Last January, when 55 centimeters of snow blanketed Toronto in just 15 hours, the city’s snow removal fleet seemed to be struggling to keep up. But was it really different from other storms, or did it just seem so?
For three students from the Faculty of Applied Science and Engineering at the University of Toronto who were taking “Data Science for Engineers”, a graduate course taught by Sebastien Goodfellowassistant professor in the department of civil and mineral engineering, it was the perfect case study to test their new skills in numerical calculation.
“There was a lot of media coverage at the time saying the city had responded poorly,” says Katia Ossetchkina, a master’s candidate. “We wanted to see if there was a way to analyze the movement and distribution of snowplows and salt trucks across the city.”
Real-time data on the locations of Toronto’s more than 800 snow plows and salt trucks is publicly available during the winter months. There’s even a website that tracks this data on a map. But the team – which also included master’s candidates Thomas deBoer and Lucas Herzog – soon realized they needed more.
“There is no historical storage,” de Boer explains. “You can’t just download it as a file, so we had to create an algorithm that would ping that web server, download the data, and store it on our computer, which we could then use to create our own historical database and do our analysis from that.
By the time the team set up their technique, it was too late to collect data on the January storm. But by analyzing data from subsequent storms — and gleaning statistics about previous ones in the city and local news reports — researchers were able to verify that the city’s response was improving as winter progressed.
“We learned that Toronto had increased the number of snow plows on the road in February compared to January, and crews were faster in meeting certain benchmarks, such as the percentage of roads that had been cleared of snow at some point during the storm,” says de Boer.
Herzog says the team also spotted other interesting trends.
“Of course they clear the arteries first, but we saw that they would stop clearing around 6 a.m., just before the morning commute,” Herzog says.
“And that’s where a lot of these Twitter complaints are coming from,” de Boer adds. “People were wondering how they’re supposed to get to a thoroughfare when the street in front of their entrance is blocked by two feet of snow.”
Stimulated by these kinds of observations, the team decided to take the project a step further by applying their data analysis to Twitter messages. The team used Twitter’s Application Programming Interface (API) to gather feedback from those tweeting at Toronto’s 311 and the City of Toronto’s Winter Operations account.

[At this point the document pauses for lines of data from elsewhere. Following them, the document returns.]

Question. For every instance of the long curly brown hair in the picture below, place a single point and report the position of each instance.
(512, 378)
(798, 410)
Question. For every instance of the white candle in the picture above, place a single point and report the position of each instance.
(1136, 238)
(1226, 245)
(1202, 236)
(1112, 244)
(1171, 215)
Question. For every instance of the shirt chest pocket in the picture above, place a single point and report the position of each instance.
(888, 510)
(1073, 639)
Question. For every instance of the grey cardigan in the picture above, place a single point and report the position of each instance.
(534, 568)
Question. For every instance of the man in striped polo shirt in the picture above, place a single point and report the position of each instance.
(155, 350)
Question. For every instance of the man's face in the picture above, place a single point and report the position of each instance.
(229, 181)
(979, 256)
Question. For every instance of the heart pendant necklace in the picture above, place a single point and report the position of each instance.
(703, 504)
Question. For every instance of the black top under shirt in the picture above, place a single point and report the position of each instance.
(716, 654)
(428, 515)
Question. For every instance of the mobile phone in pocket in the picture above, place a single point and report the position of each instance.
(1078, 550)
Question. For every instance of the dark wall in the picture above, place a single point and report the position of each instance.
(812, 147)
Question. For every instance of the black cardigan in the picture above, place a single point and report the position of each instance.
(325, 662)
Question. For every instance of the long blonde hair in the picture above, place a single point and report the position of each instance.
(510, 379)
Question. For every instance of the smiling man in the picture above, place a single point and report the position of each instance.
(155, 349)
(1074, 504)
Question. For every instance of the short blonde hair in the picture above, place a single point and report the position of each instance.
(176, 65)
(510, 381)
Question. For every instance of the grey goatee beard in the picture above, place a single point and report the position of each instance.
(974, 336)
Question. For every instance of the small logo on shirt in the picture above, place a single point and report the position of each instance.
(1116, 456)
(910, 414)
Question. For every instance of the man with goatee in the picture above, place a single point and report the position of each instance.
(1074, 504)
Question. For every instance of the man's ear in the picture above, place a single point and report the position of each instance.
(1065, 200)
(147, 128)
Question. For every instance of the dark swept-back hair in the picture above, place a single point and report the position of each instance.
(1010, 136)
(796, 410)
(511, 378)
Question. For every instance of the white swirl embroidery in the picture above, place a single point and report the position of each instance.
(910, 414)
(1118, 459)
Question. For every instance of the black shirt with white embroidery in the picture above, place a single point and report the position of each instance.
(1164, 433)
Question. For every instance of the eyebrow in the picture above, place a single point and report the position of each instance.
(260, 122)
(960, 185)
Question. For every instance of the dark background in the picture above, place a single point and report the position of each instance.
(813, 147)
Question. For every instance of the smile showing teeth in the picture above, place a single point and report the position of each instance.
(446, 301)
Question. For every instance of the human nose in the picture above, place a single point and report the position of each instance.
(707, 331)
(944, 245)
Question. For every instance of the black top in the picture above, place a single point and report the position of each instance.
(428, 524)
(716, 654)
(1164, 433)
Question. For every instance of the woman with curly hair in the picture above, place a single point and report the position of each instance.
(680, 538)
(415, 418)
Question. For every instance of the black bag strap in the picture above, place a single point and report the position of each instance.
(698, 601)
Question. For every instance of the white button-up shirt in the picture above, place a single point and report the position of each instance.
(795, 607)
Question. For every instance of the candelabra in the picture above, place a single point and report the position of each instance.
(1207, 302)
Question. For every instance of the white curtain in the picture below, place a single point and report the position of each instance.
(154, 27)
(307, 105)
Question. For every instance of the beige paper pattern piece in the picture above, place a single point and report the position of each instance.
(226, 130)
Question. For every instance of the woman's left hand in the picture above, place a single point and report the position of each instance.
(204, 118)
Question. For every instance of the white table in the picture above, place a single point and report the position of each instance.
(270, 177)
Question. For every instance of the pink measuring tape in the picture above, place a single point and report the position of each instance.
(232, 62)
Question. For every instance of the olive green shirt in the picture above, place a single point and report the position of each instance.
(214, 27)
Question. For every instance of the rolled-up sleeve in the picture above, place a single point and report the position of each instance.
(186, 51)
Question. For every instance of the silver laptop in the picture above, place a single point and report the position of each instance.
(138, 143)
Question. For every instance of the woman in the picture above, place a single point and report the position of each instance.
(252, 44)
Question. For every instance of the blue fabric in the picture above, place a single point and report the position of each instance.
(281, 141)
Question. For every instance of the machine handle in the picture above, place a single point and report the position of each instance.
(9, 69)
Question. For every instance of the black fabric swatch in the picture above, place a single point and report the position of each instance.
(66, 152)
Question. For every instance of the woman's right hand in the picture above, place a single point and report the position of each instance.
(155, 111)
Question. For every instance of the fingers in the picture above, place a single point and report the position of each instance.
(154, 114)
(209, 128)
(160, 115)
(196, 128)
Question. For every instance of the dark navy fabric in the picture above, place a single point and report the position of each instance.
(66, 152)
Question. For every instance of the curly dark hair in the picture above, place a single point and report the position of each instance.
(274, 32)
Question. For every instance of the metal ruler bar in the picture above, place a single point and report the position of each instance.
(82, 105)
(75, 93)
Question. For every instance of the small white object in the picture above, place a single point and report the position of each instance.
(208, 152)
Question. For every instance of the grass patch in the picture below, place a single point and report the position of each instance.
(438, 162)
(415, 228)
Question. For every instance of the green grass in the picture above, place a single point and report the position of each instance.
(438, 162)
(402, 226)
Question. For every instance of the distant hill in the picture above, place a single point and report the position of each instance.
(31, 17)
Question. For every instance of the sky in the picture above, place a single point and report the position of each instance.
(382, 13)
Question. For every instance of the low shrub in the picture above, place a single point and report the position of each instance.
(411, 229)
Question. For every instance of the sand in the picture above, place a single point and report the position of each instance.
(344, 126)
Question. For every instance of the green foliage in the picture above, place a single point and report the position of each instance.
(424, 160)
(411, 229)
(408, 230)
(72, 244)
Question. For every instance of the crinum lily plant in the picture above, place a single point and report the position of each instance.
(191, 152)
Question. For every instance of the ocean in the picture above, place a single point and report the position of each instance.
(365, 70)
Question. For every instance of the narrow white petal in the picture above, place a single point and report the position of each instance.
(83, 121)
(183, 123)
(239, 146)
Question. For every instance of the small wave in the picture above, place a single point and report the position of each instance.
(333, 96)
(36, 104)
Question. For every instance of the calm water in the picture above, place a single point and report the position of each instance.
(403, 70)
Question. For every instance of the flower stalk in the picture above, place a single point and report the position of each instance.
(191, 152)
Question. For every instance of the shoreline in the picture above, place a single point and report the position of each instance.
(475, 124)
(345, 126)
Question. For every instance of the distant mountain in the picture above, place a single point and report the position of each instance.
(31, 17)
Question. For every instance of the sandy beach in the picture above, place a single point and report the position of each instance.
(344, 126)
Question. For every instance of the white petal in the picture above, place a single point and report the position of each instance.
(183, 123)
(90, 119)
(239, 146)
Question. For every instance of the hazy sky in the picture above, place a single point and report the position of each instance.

They were then able to carry out what is called a “sentiment analysis”, measuring whether the words used in the tweets were positive or negative.
This allowed the team to compare the public’s response to the January storm to one that occurred in February.
“We saw a lot of negative tweets in January with people complaining about not having service yet, and that also came with a lot of geographic information, so we could see the hardest hit areas,” Ossetchkina says.
“Then we saw this reverse trend in February where people were saying ‘thank you’ and saying the city was doing a good job in specific regions. That was a very interesting performance metric.
The team says this kind of data analysis could help other engineers on future projects. They made their historical database publicly available and even wrote detailed instructions so other teams could replicate their approach.
Goodfellow says he was very impressed with the students’ work.
“What I love about this project is that it’s very unique,” he says. “This is a new dataset that the students made public and can now be used by other engineers to investigate new questions or to hone their data science skills.
“Even better than that, it was a dataset of the city we all live in that provided a special motivation for students to really push beyond.”